Elsevier

Neural Networks

Volume 17, Issue 4, May 2004, Pages 589-609
Neural Networks

New training strategies for constructive neural networks with application to regression problems

https://doi.org/10.1016/j.neunet.2004.02.002Get rights and content

Abstract

Regression problem is an important application area for neural networks (NNs). Among a large number of existing NN architectures, the feedforward NN (FNN) paradigm is one of the most widely used structures. Although one-hidden-layer feedforward neural networks (OHL-FNNs) have simple structures, they possess interesting representational and learning capabilities. In this paper, we are interested particularly in incremental constructive training of OHL-FNNs. In the proposed incremental constructive training schemes for an OHL-FNN, input-side training and output-side training may be separated in order to reduce the training time. A new technique is proposed to scale the error signal during the constructive learning process to improve the input-side training efficiency and to obtain better generalization performance. Two pruning methods for removing the input-side redundant connections have also been applied. Numerical simulations demonstrate the potential and advantages of the proposed strategies when compared to other existing techniques in the literature.

Introduction

Among the existing numerous neural networks (NNs) paradigms, such as Hopfield networks, Kohonen's self-organizing feature maps (SOM), etc. the feedforward NNs (FNNs) are the most popular due to their flexibility in structure, good representational capabilities, and large number of available training algorithms (Bose and Liang, 1996, Leondes, 1998, Lippmann, 1987, Sarkar, 1995).
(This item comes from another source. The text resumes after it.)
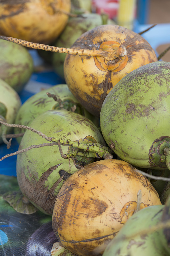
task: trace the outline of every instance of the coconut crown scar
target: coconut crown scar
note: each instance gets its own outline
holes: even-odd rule
[[[112,49],[98,50],[97,49],[72,49],[69,48],[56,47],[43,44],[29,42],[25,40],[14,38],[11,36],[0,36],[0,39],[12,42],[18,44],[32,48],[60,53],[66,53],[74,55],[89,56],[99,56],[103,57],[108,61],[113,60],[116,59],[121,59],[127,54],[125,46],[120,45]]]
In this paper we will be mainly concerned with FNNs.

When using a NN, one needs to address three important issues. The solutions to these will significantly influence the overall performance of the NN as far as the following two considerations are concerned: (i) recognition rate to new patterns, and (ii) generalization performance to new data sets that have not been presented during network training.

The first problem is the selection of data/patterns for network training. This is a problem that has practical implications and has not received as much attention by researchers as the other problems. The training data set selection can have considerable effects on the performance of the trained network. Some research on this issue has been conducted in Tetko (1997) (and the references therein).

The second problem is the selection of an appropriate and efficient training algorithm from a large number of possible training algorithms that have been developed in the literature, such as the classical error backpropagation (BP) (Rumelhart, Hinton, & Williams, 1986) and its many variants (Sarkar, 1995, Magoulas et al., 1997, Stager and Agarwal, 1997) and the second-order algorithms (Shepherd, 1997, Osowski et al., 1996), to name a few. Many new training algorithms with faster convergence properties and less computational requirements are being developed by researchers in the NN community.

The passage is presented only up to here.